By Linda Looney-Bond
The first set of triplets delivered at Southern Regional Medical Center this year are bouncing baby boys and are doing well, according to Alisa Dent, clinical manager for the hospital's Special Care Nursery.
"They're doing fabulous; none of them are on any oxygen," said Dent.
Kenzo (4 pounds, 14 ounces), Kaito (4 pounds, 15 ounces), and Anji (5 pounds, eight ounces) were born just after 8 a.m., Tuesday morning to first-time parents, Maki Relova, 37, and Jeremy Relova, 36, of Peachtree City.
"I knew there was a possibility of multiple babies, because we went through IVF (In Vitro Fertilization), but I just didn't think it was going to happen to us," Maki Relova said. "So, I was pretty shocked, in a good way."
Typically, only one or two sets of triplets are born at Southern Regional per year, according to Dent. Twins are a lot more common.
"We get several sets of twins monthly. Sometimes, we do up to 10 to 15 sets of twins a month," including a set of twins born this week, on Tuesday, said Dent.

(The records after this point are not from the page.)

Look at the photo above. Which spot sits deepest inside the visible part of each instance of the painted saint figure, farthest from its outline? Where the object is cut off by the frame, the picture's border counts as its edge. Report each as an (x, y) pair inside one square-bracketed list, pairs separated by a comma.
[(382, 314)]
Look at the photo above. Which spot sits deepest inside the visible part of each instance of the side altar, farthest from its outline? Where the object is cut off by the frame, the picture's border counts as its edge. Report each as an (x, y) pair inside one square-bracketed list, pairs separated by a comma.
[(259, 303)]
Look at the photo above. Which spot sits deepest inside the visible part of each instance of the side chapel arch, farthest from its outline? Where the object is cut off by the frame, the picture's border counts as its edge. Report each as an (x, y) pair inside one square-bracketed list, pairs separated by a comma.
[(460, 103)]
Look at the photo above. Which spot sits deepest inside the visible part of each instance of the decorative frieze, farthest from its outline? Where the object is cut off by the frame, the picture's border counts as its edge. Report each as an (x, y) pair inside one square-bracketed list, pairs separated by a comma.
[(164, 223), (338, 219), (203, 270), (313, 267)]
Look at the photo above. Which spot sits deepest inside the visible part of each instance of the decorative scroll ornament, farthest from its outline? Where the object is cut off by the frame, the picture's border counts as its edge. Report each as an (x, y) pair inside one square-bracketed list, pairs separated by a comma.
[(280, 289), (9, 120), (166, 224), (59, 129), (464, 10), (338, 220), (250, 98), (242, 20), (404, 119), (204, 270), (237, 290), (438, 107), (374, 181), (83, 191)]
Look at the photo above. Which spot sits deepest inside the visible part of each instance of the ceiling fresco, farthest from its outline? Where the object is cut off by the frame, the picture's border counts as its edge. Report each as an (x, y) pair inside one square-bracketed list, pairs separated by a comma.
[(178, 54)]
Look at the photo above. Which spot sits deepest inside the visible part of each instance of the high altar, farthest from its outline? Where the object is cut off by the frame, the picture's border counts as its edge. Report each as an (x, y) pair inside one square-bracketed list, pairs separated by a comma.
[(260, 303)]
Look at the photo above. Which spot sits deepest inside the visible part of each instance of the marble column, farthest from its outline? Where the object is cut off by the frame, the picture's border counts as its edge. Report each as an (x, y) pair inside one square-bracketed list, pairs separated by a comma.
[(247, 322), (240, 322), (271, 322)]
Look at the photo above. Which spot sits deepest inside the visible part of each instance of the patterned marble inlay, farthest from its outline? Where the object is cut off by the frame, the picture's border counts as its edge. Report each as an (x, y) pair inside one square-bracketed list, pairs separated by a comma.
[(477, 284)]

"On a score of one to 10, where 10 is the best, this was a 10.5," said Dr. Ade Aderibigbe, describing the delivery by cesarean section.
"When it comes to triplets ... most of the time, multiple births, especially triplets, are born by cesarean section," said Aderibigbe, who assisted with the delivery, and is the hospital's chief of pediatrics.
Maki Relova was originally scheduled to deliver at Piedmont Fayette Hospital in Fayetteville, but doctors decided to admit the mother-to-be to Southern Regional on Feb. 26, "mainly for bedrest and so we could keep a closer eye on those triplets," according to Aderibigbe.
The move to Southern Regional was made as a precaution, according to Dent. "We have a level-three NIC unit (neonatal intensive care). That means, we take care of sick, tiny babies," she said.
Relova, a native of Japan, has lived in the united states 14 years. The freelance Japanese language translator said she and her husband chose the babies' names carefully. She said Kenzo means three swords, referring to the three brothers. Kaito means "a person who opens his own path." And Anji means "a person who leads other people," said Maki.
Jeremy Relova, a mechanical engineer for a local company, said it will be a challenge raising three baby boys, but joked that it will be, "a lot better than raising three girls."
"My parents will be here to help out for about two months," said Maki, who added that her parents will travel from Japan. "The babies will be their first grandkids, so they're excited," she said.